Фантони изумлённо вытаращил глаза.

— И не думал даже, — он почесал за ухом, зевнул и спросил, — так вам показалось, что мессир Марескотти перепуган?

— Да, — твёрдо ответил Альбино, ибо был уверен в этом. — Он перепуган до смерти.

— Кто бы мог подумать? — изумился Фантони и снова взял гитару, несколько минут перебирал струны, потом, после недолгого раздумья, заявил, — нет, я, пока не увижу хвост дьявола, буду считать это Божьи промыслом, это величественнее, — и затянул:

   — Настанут времена: во храме
   услышишь кубков звон, и не поймёшь
   ты — в кабаке или притоне пьяном,
   и блуд узришь распутных рож,
   и брата брат предаст из-за дуката,
   и будет покрывать убийцу власть,
   святых одежд коснётся грязь разврата,
   и скверны нам дадут упиться всласть.
   Но жив Господь, и Он непоругаем:
   постигнет хлад и голод моровой
   мерзавцев этих злобных волчью стаю, —
   ты их в смятении увидишь пред собой…

Гаер распевал гневные инвективы с какой-то игривой, кошачьей улыбкой, — на мотив ночной серенады.

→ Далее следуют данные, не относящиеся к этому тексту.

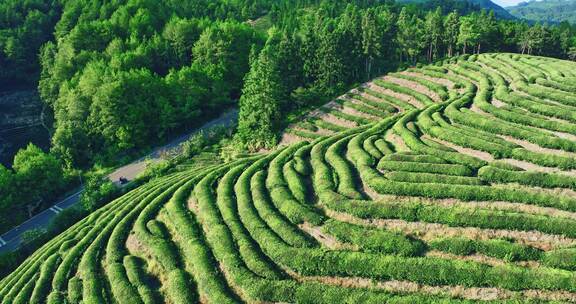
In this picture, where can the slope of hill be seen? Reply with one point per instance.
(551, 11)
(463, 6)
(453, 182)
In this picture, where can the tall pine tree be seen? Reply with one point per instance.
(262, 96)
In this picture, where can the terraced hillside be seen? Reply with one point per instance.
(449, 183)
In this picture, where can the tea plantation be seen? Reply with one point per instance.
(450, 183)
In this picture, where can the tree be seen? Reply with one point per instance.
(470, 32)
(8, 195)
(222, 52)
(532, 39)
(371, 42)
(98, 190)
(451, 31)
(434, 31)
(39, 175)
(411, 35)
(260, 103)
(331, 71)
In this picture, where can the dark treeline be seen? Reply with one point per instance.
(312, 55)
(122, 75)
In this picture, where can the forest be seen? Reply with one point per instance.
(120, 76)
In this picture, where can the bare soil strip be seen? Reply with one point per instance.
(325, 239)
(441, 81)
(432, 231)
(396, 141)
(470, 152)
(469, 293)
(535, 148)
(413, 86)
(533, 167)
(406, 98)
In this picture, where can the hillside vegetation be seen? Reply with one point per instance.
(451, 182)
(551, 11)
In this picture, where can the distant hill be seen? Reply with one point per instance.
(463, 6)
(551, 11)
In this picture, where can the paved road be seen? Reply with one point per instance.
(11, 239)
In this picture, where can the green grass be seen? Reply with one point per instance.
(346, 207)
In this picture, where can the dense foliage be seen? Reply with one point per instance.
(461, 194)
(36, 179)
(121, 76)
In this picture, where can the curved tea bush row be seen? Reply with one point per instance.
(313, 222)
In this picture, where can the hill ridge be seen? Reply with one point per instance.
(447, 188)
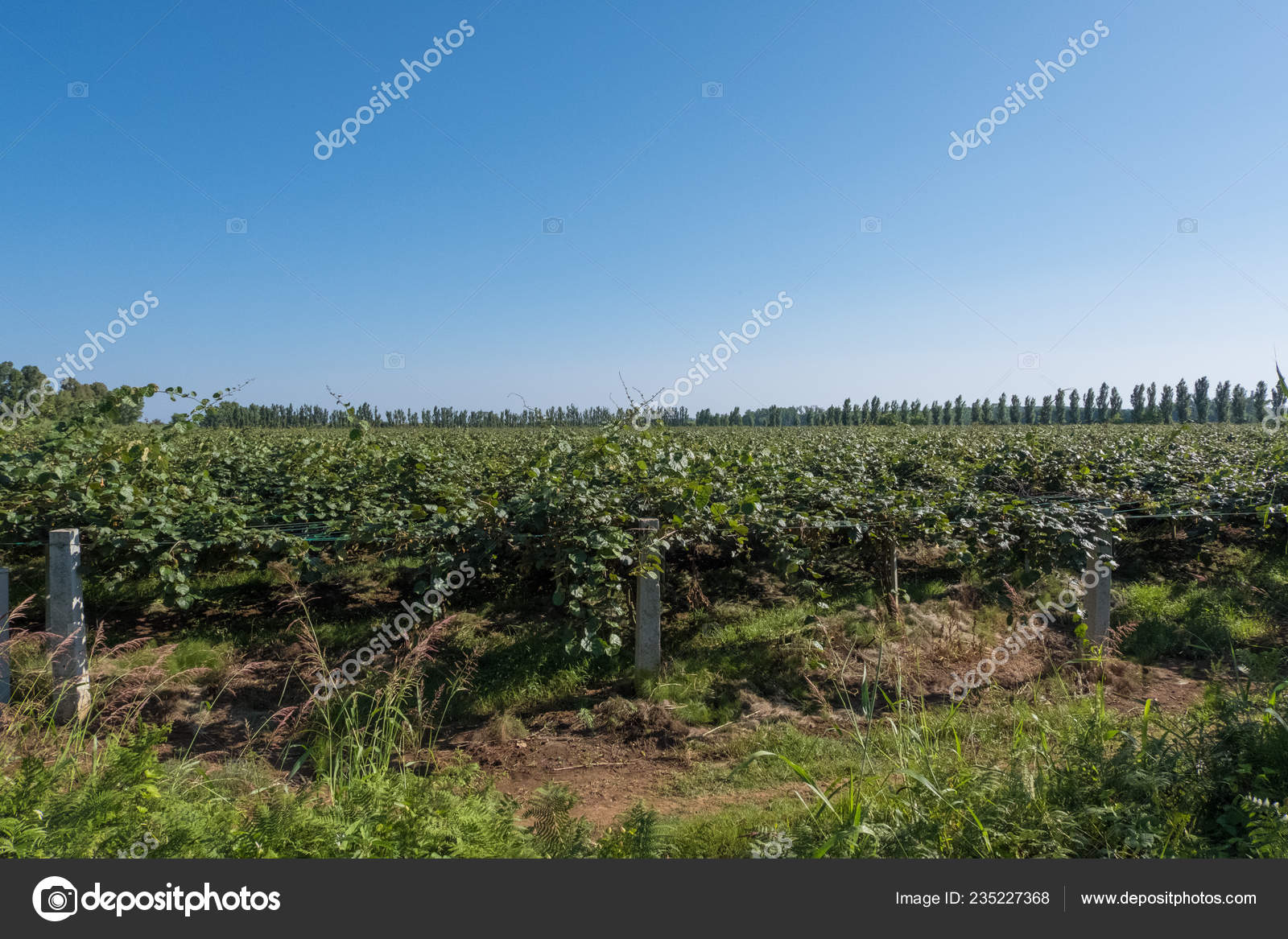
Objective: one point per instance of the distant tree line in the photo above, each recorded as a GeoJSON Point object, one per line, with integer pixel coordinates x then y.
{"type": "Point", "coordinates": [19, 384]}
{"type": "Point", "coordinates": [229, 414]}
{"type": "Point", "coordinates": [1227, 403]}
{"type": "Point", "coordinates": [1179, 405]}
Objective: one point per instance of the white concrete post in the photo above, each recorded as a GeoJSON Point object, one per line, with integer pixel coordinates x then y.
{"type": "Point", "coordinates": [64, 619]}
{"type": "Point", "coordinates": [1098, 596]}
{"type": "Point", "coordinates": [4, 636]}
{"type": "Point", "coordinates": [648, 608]}
{"type": "Point", "coordinates": [892, 575]}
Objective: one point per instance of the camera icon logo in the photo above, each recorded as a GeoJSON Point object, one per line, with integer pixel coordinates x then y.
{"type": "Point", "coordinates": [55, 900]}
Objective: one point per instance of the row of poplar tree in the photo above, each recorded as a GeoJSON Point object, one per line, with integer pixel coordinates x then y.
{"type": "Point", "coordinates": [1228, 403]}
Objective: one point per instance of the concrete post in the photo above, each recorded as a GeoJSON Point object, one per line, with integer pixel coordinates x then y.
{"type": "Point", "coordinates": [1098, 596]}
{"type": "Point", "coordinates": [648, 608]}
{"type": "Point", "coordinates": [4, 636]}
{"type": "Point", "coordinates": [64, 619]}
{"type": "Point", "coordinates": [892, 575]}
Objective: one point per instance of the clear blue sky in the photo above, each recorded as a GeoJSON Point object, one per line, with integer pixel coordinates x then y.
{"type": "Point", "coordinates": [682, 212]}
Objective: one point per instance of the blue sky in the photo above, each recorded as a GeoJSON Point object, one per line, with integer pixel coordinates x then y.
{"type": "Point", "coordinates": [680, 212]}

Альбино молча выслушал, вздохнул и пошёл спать. Однако, отчитав вечерние молитвы, он снова погрузился в размышления. Он понял, что стал жертвой собственной ошибки. Тонди и Фантони не были равнодушны к добру и злу, но им подлинно не было дела до гибели этих людей, они смотрели на них глазами сторонних наблюдателей и если и злорадствовали, то не больше досужих городских кумушек. Для них просто не имело значения, отчего и как погибают эти люди, для него же это было самым важным.

Но его озабоченность никому из сиенцев не указ.

* * *

На следующий день в книгохранилище появились довольно оживлённые Пандольфо Петруччи и Антонио да Венафро, затребовавшие у мессира Элиджео летопись о битве при Монтаперти. Они говорили, не понижая голоса, и Альбино услышал, как оба обсуждали предстоящие через три месяца большие торжества, посвящённые двести сорок пятой годовщине этой знаменитой битвы, в которой флорентинские гвельфы потерпели сокрушительное поражение от гибеллинов Сиены. Глава города любил помпезные торжества и никогда не упускал случая появиться на публике при открытии нового памятника или церкви.